The optimizer reads LLVM IR in, chews on it a bit, then emits LLVM IR, which hopefully will execute faster. In LLVM (as in many other compilers) the optimizer is organized as a pipeline of distinct optimization passes each of which is run on the input and has a chance to do something. Common examples of passes are the inliner (which substitutes the body of a function into call sites), expression reassociation, loop invariant code motion, etc. Depending on the optimization level, different passes are run: for example at -O0 (no optimization) the Clang compiler runs no passes, at -O3 it runs a series of 67 passes in its optimizer (as of LLVM 2.8).

Let’s discover the LLVMCore passes, for that we can search for classes inheriting from “pass” class

from t in Types
let depth0 = t.DepthOfDeriveFrom(“llvm.Pass”)
where t.ParentProject.Name==”LLVMCore” && depth0  >= 0 orderby depth0
select new { t, depth0 }

Of course many other passes exist in the other LLVM modules.

III- BackEnd

Like other phases the backend responsible of generating the output for a specific target, in the case of Clang it’s very modular, let’s take as example LLVMX86Target the module generating for X86 target.
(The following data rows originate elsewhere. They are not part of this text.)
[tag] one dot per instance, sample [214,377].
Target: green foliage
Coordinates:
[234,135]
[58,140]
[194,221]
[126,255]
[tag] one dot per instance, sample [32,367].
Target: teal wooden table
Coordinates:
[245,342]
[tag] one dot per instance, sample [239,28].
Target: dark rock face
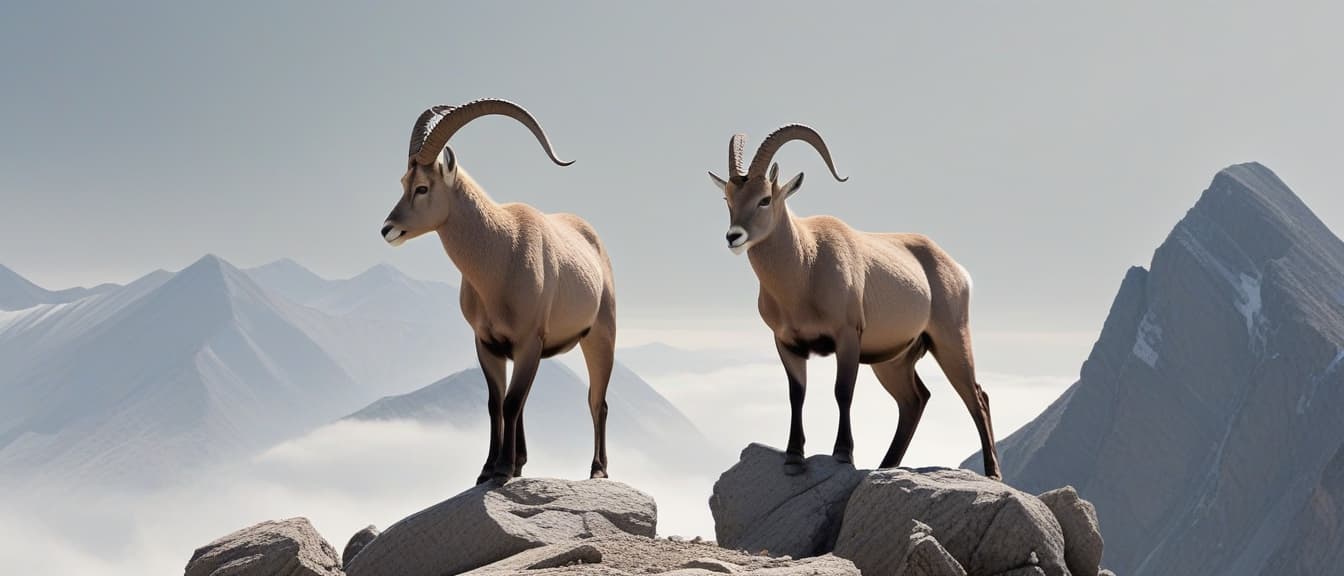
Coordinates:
[1206,419]
[758,508]
[930,521]
[629,555]
[488,524]
[358,543]
[285,548]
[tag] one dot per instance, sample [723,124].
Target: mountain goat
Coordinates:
[868,298]
[534,285]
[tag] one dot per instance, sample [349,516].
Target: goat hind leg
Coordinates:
[598,355]
[796,368]
[898,376]
[493,368]
[954,357]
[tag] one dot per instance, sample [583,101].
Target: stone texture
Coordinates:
[758,508]
[924,556]
[985,525]
[1207,416]
[488,522]
[358,543]
[1082,533]
[629,555]
[285,548]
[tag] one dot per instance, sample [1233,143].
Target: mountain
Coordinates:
[379,293]
[639,418]
[141,383]
[18,293]
[202,365]
[1207,424]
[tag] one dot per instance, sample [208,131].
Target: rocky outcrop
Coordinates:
[930,521]
[758,508]
[285,548]
[1082,532]
[1206,419]
[985,525]
[628,555]
[358,543]
[488,524]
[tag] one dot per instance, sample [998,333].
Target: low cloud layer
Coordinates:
[350,474]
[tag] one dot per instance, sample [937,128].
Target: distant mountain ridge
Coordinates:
[133,384]
[639,418]
[18,293]
[1207,426]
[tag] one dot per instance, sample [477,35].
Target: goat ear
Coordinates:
[718,181]
[792,185]
[449,160]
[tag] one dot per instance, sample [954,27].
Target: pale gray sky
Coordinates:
[1048,145]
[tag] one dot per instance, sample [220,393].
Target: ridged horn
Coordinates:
[452,118]
[735,148]
[424,125]
[782,136]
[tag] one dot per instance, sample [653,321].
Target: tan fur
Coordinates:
[870,298]
[534,285]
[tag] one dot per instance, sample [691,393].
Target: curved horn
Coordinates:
[735,147]
[424,125]
[782,136]
[456,117]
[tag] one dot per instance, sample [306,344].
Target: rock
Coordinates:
[285,548]
[488,522]
[1082,533]
[631,555]
[758,508]
[985,525]
[358,543]
[1206,419]
[925,556]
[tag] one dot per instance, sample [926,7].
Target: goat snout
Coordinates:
[737,238]
[393,235]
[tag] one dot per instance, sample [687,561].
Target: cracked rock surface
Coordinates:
[491,522]
[987,526]
[273,548]
[758,508]
[629,555]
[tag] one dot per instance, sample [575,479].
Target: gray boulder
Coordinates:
[758,508]
[488,524]
[924,556]
[1082,533]
[285,548]
[985,525]
[358,543]
[632,555]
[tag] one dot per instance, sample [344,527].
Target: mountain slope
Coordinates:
[1207,415]
[18,293]
[200,365]
[557,415]
[378,293]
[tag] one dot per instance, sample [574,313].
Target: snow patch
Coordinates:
[1147,339]
[1249,301]
[1305,400]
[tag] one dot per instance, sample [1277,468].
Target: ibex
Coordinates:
[534,285]
[868,298]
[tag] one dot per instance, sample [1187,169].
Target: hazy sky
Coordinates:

Here’s the graph showing all the modules concerned by generating the binaries for x86 target.

Many modules are involved in this phase, each on has it’s specific responsibility, which enforces the cohesion and encourages clean APIs and separation. Therefore making it easier for developers to understand, since they only have to undertand small pieces of the big picture.

Conclusion

The duo LLVM/Clang is not just a C/C++ compiler, it’s also an infrastructure to build tools, it’s easy to extend its behavior. Many tools are included out of the box in the LLVM/Clang source code and many others could be found in the web.

If you need a C/C++ parser to build a tool, Clang is a very good candidate.